I’m not sure what else to say about this film only because I don’t think I’m equipped to say anything more than I already have. I studied the Kuleshov effect in school, but I had to look it up again to brush up on the term. I never studied this film, though I know many have. Like other great early films, the importance of this one is the influence it had on cinema and its language. It’s the same reason Jean-Luc Godard’s Breathless is so important today. His style of editing, including jump cuts, was meant to rebel against the Kuleshov effect, I suppose. He deliberately made cuts for no clear reason, cuts that didn’t advance the story but that questioned the way film language works. He wanted to break down the language this film helped create. At least, that’s how I understand it.
Now that I think about it, anytime you see a dog in a scene that you know is about to be disastrous, that’s kind of propaganda. It’s not political propaganda like The Battleship Potemkin, which sought to make you feel a certain way about things and people outside of the film, but it’s propaganda within the film. Or again, maybe that’s too strong of a word. But people like dogs and don’t want to see them die. So including a dog in a scene in which Godzilla rises from the ocean to terrorize a Hawaiian city is meant to make us really hope that dog gets away. It invests us in the audience’s escape from the monster:
In a movie like Godzilla, there is mass destruction, meaning a lot of people die, but we’ve seen that before in movies, many times, so the filmmaker has to do something to make sure we worry for the people at risk. How does he do that? Well he gives us a dog and a kid, two kids actually, and suddenly we’re a little more invested than we were before.

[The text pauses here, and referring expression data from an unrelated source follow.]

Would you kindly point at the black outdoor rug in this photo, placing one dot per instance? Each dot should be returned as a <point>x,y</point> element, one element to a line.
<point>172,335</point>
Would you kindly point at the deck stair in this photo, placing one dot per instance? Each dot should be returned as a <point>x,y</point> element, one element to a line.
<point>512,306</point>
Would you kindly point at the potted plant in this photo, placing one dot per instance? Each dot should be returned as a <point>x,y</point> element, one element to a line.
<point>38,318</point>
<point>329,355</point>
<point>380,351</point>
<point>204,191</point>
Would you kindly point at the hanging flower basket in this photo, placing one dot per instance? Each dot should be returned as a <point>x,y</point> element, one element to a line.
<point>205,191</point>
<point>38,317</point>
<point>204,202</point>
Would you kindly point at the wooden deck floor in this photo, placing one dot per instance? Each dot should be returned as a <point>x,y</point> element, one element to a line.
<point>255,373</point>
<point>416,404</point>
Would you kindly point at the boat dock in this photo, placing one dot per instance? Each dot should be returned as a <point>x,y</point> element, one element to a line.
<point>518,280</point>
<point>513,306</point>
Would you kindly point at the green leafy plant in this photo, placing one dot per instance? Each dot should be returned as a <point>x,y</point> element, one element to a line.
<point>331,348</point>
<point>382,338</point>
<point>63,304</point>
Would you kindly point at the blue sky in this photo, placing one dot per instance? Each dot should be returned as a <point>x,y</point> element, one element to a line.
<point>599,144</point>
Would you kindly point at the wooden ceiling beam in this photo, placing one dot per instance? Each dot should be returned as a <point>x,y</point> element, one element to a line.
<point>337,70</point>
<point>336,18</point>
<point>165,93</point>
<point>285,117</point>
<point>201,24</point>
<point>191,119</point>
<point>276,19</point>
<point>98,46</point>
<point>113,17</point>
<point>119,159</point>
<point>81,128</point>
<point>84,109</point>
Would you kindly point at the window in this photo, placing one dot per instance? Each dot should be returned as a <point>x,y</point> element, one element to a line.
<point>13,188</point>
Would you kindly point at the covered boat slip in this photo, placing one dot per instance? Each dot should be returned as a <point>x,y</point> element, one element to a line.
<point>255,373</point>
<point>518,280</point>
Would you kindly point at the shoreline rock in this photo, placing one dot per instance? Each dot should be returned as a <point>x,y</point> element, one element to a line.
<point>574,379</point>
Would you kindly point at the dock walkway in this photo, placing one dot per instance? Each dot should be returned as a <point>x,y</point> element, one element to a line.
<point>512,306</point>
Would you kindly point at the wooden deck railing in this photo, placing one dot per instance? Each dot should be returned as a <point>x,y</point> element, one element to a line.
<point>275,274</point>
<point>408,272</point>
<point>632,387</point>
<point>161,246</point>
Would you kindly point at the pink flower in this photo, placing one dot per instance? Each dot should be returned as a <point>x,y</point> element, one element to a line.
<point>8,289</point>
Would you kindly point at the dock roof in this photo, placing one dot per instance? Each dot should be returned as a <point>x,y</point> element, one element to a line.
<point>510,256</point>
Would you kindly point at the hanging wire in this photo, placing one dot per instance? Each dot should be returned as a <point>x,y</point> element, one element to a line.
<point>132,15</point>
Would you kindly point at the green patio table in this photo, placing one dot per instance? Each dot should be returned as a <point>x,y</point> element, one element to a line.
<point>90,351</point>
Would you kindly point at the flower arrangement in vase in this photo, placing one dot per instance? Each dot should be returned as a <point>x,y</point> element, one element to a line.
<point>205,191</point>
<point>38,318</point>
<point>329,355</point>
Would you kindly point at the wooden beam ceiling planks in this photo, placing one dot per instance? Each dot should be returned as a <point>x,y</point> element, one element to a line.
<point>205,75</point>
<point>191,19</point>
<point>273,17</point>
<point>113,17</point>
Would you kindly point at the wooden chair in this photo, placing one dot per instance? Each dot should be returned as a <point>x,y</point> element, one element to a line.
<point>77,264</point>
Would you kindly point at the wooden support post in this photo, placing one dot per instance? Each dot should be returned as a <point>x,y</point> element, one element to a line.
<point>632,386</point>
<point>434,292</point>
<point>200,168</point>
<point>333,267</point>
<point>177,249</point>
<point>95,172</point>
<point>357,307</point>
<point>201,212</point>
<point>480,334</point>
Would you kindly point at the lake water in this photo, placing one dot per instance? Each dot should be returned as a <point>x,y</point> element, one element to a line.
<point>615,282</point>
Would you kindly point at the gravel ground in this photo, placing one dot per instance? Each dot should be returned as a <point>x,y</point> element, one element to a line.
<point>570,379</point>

Hitchcock did the same thing in Sabotage (1936) a film, like many, that I only reference because I recently happened to see it. In that film, there is a scene in which a kid unknowingly carries a bomb onto a trolley, unaware that it’s about to go off. Not only does this fill us with a sense of dread because it’s a bomb, but there’s an innocent little kid and a puppy. As if we didn’t already root for the bomb not to go off, now we’re just a little more invested.
And I don’t know if this is explicitly the Kuleshov effect… in effect, but it seems to have the same result on the audience. You show one thing (a puppy or a kid) which makes us look at the other thing (imminent disaster) with a new perspective. In these latter examples it doesn’t change how we feel about what’s about to happen, but it does magnify how we feel. I guess the way I’m looking at it is that these earlier examples, in a film like The Battleship Potemkin, the effect is meant to make sure we feel a certain way. In the later examples, the effect is to make sure we feel more of a certain way. Everything is meant to be to the max, in some ways.